Ocean Circulation > Ocean Currents ` So maybe things look strange because of this.
emiliom commented 4 years ago

Thanks @mwengren and @noaaroland! The IOOS Catalog was down for several days a bit over a week ago, so that set me back as far as testing is concerned.

So, to keep the workflow sequence in order:

The issue of &gt; vs > encoding in the netcdf files seems like a promising avenue, but I'm still confused why the XML produced by the THREDDS server (presumably by the ncISO plugin?) looks good but the one produced by the latest stand-alone ncISO doesn't.

Again, let's not get bring up the ROMS dataset at this time. That'll just confuse things.

mwengren commented 4 years ago

@emiliom If you're able to revisit this issue again, I wanted to point out that we recently resolved the Registry -> Catalog harvesting issue (ioos/catalog-harvest-registry#134), so if you make changes to the TDS/ncISO configuration generating those XML records and issue a reharvest, you should be able to see more or less instantaneous updates on the Catalog side (let us know if you don't!).

cc @benjwadams

emiliom commented 4 years ago

Thanks, @mwengren. That'll be helpful in getting to the bottom of this issue. I'll try to get back to it next week.

emiliom commented 4 years ago

Following up on this issue.

For reference / follow-ups: IOOS Catalog dataset urls are not persistent in the long term (the catalog doesn't persist them). The urls referenced previously in this issue are no longer valid. The new urls are:

mwengren commented 3 years ago

@emiliom This may not be in your purview any longer, but I'm trying to clean up dormant issues for Catalog.

Tracking this down a bit, I believe the records for these datasets originated from this WAF, which is now empty (or filled with zero length files to be specific):

http://data.nanoos.org/metadata/ioos/thredds/

As a result, the Catalog Registry harvests are failing, and one of these two datasets - OSU ROMS still has a metadata date from 2020-02:

https://data.ioos.us/dataset/regional-ocean-modeling-system-roms-oregon-coast

The issue still exists, but there's no way to tell if it's been resolved somewhere in the pipeline without new metadata to harvest. Can someone at NANOOS look into this?

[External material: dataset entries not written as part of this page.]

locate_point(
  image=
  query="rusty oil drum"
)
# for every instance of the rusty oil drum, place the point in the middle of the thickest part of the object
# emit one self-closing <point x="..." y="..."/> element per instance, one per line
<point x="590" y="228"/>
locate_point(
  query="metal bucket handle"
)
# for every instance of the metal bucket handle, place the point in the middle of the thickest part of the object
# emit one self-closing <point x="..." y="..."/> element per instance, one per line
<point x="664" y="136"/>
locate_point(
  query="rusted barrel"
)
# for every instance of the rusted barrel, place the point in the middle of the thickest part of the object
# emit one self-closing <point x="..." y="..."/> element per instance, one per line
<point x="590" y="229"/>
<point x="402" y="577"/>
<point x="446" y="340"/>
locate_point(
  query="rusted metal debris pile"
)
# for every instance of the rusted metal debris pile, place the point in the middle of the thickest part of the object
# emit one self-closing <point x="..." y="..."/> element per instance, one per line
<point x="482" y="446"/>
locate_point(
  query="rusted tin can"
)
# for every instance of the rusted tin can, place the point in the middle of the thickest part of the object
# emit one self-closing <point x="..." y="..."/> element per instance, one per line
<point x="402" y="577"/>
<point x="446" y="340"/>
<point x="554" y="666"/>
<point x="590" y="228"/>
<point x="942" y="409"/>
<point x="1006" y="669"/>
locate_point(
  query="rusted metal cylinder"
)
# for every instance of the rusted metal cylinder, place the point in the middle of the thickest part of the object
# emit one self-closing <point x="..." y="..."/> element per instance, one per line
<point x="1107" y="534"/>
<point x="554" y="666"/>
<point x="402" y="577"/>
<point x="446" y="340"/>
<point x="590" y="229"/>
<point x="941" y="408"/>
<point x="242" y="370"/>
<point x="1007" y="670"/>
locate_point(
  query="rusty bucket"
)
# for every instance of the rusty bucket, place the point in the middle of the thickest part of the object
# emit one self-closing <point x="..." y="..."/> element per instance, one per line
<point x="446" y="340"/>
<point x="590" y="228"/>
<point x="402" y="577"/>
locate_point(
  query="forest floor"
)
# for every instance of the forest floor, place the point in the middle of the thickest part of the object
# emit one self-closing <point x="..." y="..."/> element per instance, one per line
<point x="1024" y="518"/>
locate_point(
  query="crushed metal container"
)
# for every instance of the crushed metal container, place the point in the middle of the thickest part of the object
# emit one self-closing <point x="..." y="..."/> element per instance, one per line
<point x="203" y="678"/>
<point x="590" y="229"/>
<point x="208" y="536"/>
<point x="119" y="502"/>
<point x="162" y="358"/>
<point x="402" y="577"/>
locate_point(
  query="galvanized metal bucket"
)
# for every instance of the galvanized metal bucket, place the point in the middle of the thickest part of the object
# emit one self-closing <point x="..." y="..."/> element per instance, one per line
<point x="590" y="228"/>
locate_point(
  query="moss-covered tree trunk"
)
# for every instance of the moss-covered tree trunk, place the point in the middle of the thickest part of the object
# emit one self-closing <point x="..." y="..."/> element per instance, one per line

Related point, I'm assuming I should replace Craig as the POC for all NANOOS harvests in the Registry, correct?

emiliom commented 3 years ago

I can work with @cseaton and @crisien to help resolve this once and for all. But only after our current nciso fatal issue is resolved.

mwengren commented 3 years ago

This issue was resolved by upgrading NANOOS' ncISO execution environment to Java JDK 8.